Two laboratory derived derivatives of Salmonella enterica serovar Typhimurium LT2 (S. Typhimurium LT2), SDT1291 and G455 were sequenced on the 454 GS FLX Titanium. Sequences were deposited in the Sequence Read Archive (ERP000942). An initial assembly was constructed using Newbler 2.7 [16] with default parameters. All contigs were used for scaffolding. The complete S. Typhimurium LT2 genome sequence (NC_003197) in the SEED database [17] was used as reference.

Simulated data

Simulated reads were sampled from three complete bacterial genomes: Escherichia coli 042 (FN554766), Lactobacillus salivarius UCC118 (NC_007929) and Salmonella enterica subsp. enterica sv Typhi P-stx-12 (NC_016832) using GemSIM 1.6 [18]. 400,000 reads with a length of 395 nt ± 116 nt were generated per genome using the supplied error model for Roche/454; these simulated reads were assembled using Newbler 2.7 [16] as above. Moreover, 1,600,000 paired 2 × 101 nt reads were generated per genome using supplied error model for Illumina GA IIx with TrueSeq SBS Kit v5‒GA and assembled using MIRA 3.19 [4]. Ten simulated datasets were generated for each strain.

Scaffolding

The Scaffold_builder program performs several analysis steps (Figure 1). First, Nucmer (with default parameters) is run to map contigs to the reference genome and the hits are parsed with Show-coords [19]. Contigs mapped to more than one location over at least 95% of their length (a default value) are considered ambiguously mapped and reported separately. Then, Scaffold_builder uses the location of the longest hit to place the entire contig, while extending any unmapped “overhangs” along the reference.
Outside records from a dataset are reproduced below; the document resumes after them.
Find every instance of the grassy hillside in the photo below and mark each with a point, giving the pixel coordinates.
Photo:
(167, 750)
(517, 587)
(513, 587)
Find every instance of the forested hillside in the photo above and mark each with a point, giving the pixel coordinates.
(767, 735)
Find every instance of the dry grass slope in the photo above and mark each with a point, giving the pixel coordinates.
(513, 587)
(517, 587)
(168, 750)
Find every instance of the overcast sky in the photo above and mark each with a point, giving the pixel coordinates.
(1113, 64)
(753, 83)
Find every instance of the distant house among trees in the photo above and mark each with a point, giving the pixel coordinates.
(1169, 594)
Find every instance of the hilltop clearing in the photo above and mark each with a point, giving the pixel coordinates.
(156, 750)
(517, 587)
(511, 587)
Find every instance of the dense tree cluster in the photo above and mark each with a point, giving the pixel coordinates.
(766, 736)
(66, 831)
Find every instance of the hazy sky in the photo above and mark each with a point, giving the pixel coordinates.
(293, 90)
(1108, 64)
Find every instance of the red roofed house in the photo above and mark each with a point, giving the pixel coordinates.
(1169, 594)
Although this potentially extends the alignment beyond similar region, we trust the sequence of the contig to be correct. Any contig that aligns entirely within a region that already contains a longer contig is not scaffolded and reported separately (as a duplicate region). The algorithm then proceeds along the reference sequence and inserts an appropriate number of Ns between every pair of non-overlapping contigs. For contigs that are mapped with an overlap, Scaffold_builder checks whether those contigs could be joined, broken, or placed end-to-end, by determining the sequence identity between their terminal regions using the Needleman–Wunsch algorithm [20]. Initially, the length of the terminal sequences tested for 300 nt of similarity, or less if the overlapping region is shorter. Then, the program elongates these regions in increments of 10 nt and re-aligns them to a maximum of 400 nt, testing if the similarity between the terminal sequences exceeds the minimum identity threshold of 80%. If the minimum identity is not reached, then Scaffold_builder either joins the contigs end-to-end (default) or breaks the scaffold. All the values mentioned above are default values and can be optionally adjusted by the user.
Figure 1

Flow diagram of the Scaffold_builder script.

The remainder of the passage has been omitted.